Riding your bike downhill with iffy brakes was one of them. Cutting your own hair. Sassing your grandma while she was standing close. And then there was that time you ate something somebody said “tastes good.”
You can attribute that to being young and dumb, but there’s no excuse when you’re grown. Dating the wrong person, going clubbing in some hideous outfit, that email to the boss: all impulsive, all regretful.
So could five 18-year-olds be forgiven for bartering their futures? Blue Hamilton thought so, but in the new novel “Just Wanna Testify” by Pearl Cleage (c.2011, Ballantine Books / One World $25.00 / $28.95 Canada, 235 pages), compassion nearly cost Blue his life.
Regina Hamilton was blessed.
She was married to a man she adored and who was beloved in their West End community. Their daughter, Sweetie, was healthy and Regina was expecting the couple’s first son. So when she was able to act as agent for her photographer friend, Aretha, Regina believed it was another extension of the good life.

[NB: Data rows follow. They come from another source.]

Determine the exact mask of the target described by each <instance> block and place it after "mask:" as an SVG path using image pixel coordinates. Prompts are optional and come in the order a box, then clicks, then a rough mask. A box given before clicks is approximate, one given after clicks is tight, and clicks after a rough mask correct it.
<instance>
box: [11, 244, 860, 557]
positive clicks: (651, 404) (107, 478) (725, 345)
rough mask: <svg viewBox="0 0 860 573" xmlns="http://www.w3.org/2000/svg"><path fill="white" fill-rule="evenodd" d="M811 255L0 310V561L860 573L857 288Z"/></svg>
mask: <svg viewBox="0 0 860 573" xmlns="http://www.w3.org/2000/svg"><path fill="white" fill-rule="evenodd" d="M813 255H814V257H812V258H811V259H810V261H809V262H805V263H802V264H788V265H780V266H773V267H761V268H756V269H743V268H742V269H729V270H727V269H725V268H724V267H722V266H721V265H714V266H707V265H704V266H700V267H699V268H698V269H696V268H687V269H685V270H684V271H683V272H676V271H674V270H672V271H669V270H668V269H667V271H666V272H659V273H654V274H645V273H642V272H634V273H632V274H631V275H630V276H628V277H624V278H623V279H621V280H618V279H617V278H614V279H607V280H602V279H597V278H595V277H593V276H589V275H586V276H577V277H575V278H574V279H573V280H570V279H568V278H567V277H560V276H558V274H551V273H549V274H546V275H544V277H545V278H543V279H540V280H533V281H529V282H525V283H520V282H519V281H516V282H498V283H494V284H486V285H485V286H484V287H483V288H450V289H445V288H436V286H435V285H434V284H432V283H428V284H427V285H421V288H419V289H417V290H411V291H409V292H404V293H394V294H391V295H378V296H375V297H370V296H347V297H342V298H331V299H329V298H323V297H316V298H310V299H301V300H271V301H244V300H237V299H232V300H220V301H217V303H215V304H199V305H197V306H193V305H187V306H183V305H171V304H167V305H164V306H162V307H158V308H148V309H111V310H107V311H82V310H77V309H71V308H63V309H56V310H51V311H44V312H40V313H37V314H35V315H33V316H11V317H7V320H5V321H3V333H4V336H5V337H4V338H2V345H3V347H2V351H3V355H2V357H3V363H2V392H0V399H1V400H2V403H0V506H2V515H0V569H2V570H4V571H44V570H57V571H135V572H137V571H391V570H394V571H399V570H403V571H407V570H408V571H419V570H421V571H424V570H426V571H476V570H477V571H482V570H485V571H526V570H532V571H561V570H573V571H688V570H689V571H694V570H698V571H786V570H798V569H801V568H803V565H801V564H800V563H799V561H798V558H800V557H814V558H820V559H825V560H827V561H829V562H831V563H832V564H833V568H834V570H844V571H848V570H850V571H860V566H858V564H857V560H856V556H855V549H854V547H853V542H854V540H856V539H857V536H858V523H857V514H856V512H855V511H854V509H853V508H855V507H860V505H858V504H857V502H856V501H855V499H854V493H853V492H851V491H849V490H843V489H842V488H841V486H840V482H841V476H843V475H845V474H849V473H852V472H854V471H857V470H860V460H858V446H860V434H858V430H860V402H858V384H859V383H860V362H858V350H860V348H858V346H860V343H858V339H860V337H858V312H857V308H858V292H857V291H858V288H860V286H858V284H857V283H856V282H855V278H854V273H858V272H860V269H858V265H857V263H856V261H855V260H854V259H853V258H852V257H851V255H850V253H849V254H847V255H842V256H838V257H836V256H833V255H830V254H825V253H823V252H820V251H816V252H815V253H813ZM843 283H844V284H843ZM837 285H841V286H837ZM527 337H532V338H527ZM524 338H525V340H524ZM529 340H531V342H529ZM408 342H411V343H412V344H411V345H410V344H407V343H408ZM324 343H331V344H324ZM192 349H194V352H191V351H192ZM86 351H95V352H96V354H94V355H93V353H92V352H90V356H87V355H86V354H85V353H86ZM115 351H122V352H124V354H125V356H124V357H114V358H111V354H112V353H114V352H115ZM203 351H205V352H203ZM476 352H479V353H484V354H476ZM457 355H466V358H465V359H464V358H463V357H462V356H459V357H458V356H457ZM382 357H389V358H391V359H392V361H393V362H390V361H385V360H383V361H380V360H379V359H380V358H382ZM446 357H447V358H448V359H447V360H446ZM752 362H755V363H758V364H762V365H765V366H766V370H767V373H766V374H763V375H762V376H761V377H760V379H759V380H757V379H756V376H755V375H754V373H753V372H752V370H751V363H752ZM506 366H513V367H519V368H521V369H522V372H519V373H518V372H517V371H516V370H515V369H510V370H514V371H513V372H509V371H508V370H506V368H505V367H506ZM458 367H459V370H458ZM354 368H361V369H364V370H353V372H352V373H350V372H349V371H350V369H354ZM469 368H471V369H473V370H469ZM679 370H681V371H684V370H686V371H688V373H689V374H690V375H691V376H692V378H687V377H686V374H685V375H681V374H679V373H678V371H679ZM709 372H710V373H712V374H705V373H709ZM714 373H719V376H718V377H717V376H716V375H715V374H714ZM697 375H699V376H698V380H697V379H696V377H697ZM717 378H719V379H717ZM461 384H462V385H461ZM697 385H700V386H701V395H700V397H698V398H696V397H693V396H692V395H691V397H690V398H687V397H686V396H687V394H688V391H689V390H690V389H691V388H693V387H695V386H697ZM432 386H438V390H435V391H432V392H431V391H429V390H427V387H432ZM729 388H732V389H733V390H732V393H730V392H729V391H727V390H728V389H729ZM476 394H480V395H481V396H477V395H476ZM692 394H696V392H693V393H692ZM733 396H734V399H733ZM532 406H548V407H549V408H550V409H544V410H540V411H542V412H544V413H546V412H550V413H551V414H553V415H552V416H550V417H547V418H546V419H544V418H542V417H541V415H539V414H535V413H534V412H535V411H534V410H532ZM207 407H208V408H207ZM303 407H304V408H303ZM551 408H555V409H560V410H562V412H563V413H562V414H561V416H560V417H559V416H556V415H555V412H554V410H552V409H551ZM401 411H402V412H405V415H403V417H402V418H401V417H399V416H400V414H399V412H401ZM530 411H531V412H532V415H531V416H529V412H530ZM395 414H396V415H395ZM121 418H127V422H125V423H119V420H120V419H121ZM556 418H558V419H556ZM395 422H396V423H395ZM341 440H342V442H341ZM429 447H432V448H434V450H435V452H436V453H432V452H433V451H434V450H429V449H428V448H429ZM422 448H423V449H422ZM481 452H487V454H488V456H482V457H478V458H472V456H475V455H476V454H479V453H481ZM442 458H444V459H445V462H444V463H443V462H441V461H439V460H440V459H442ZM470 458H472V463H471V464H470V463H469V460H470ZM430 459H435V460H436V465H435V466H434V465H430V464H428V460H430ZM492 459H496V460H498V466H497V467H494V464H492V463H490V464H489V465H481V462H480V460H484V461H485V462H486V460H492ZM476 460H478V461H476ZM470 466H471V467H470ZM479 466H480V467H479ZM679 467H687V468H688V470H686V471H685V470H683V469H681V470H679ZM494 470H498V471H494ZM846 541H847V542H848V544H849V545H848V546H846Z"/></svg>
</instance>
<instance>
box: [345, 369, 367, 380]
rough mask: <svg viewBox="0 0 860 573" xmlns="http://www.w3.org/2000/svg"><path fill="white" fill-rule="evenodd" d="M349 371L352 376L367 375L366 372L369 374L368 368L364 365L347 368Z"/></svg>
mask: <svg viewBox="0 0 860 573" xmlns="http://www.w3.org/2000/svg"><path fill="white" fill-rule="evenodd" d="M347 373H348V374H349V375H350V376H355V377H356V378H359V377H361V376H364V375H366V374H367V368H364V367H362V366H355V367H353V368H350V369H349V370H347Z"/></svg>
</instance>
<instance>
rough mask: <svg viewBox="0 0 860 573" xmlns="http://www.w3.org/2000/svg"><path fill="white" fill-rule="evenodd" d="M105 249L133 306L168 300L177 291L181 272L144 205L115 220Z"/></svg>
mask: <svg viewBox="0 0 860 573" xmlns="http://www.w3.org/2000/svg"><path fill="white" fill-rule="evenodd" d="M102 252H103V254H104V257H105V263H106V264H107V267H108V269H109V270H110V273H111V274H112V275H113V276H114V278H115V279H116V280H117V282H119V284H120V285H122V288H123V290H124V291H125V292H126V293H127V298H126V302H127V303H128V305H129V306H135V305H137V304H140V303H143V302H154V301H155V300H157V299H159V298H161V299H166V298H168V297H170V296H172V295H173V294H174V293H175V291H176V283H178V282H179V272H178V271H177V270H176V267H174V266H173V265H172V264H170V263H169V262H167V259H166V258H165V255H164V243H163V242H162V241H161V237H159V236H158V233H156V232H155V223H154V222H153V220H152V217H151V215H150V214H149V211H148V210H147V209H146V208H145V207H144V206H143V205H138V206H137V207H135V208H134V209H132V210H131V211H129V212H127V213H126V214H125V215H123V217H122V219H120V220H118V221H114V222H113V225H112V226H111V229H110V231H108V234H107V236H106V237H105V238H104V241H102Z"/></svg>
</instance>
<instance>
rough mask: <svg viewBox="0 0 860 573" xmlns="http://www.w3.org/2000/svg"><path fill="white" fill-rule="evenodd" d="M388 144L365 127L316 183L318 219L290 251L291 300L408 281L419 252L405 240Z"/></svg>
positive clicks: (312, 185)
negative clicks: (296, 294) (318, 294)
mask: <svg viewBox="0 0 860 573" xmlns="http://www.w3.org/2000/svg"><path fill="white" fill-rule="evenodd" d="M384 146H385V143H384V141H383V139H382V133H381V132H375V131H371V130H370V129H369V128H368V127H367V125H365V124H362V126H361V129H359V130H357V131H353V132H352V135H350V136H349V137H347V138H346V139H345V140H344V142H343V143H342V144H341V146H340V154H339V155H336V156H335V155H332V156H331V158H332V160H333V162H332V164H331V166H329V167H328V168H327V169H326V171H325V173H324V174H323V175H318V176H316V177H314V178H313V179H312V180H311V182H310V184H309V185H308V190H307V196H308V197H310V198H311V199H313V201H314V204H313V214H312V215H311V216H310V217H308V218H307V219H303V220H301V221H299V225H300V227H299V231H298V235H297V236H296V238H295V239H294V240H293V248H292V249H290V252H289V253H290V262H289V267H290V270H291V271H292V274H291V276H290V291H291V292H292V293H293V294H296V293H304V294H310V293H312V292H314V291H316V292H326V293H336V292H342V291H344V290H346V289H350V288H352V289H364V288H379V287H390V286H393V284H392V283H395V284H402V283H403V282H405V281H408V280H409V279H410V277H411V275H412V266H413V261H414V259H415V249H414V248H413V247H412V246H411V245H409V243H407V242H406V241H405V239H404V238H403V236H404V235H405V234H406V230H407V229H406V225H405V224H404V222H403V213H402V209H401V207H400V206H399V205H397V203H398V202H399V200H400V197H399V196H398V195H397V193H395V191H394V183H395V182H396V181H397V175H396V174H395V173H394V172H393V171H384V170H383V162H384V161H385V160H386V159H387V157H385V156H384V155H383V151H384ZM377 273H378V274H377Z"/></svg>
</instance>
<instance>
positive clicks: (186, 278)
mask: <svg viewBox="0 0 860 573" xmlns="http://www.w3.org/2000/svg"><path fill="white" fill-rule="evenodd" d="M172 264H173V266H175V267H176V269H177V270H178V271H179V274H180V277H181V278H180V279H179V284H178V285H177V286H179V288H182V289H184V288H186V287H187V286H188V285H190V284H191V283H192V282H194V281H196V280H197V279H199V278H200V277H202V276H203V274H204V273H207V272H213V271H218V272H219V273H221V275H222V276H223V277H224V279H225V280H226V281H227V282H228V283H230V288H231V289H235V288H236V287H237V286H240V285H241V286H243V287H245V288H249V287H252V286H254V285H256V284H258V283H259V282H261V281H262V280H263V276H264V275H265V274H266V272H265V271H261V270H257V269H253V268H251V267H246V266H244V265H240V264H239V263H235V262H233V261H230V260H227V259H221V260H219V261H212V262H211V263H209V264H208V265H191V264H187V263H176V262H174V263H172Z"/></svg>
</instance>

Still, it was surprising that the Too Fine Five, a group of international models, had sought Aretha’s expertise; she was extremely talented, but best-known locally. Since the group’s leader, Serena, had seen a gallery show and loved Aretha’s work, though, the assignment made sense.
But Aretha didn’t love the Too Fine Five. The women were stick-thin, pale, and freakishly tall.
They attracted attention like good models did, but they never smiled. They were weird. Aretha called them Glamazons and she regretted being hired.
Blue Hamilton firmly believed that he’d lived several past lives, which gave him certain advantages. He could tell that Serena and her “sisters” weren’t just models. He knew their visit to Atlanta wasn’t just for a job. And he keenly felt that, when five young men from Morehouse paid a visit to his office, it wasn’t just a social call.
Four years ago, as freshmen, the young men each met a group of beautiful women online. The women promised them full scholarships, unlimited sports TV and more, in exchange for a binding contract that would ultimately cost the boys their lives.
It wasn’t a deal with the devil, but it was close….
Shocked? Oh, boy, I was, and in a good way.
“Just Wanna Testify” is sassy and smart, with a little supernatural mixed in with the kinds of characters that author Pearl Cleage is famous for creating. You want to hope there are real people like Blue Hamilton in the world. You’ll wish you could know him.
What makes this novel fun, though, is its cleverness, its heated emotion, and the touch of kitsch that Cleage injects. On that last note, I’m not going to spoil it for you but suffice it to say that the young men are threatened with a fate that every woman has contemplated at one time or another.
For vacation, a rainy afternoon, or if you’re in need of a quick and quick-witted novel just for fun, “Just Wanna Testify” is perfect. Reading it is something you won’t regret.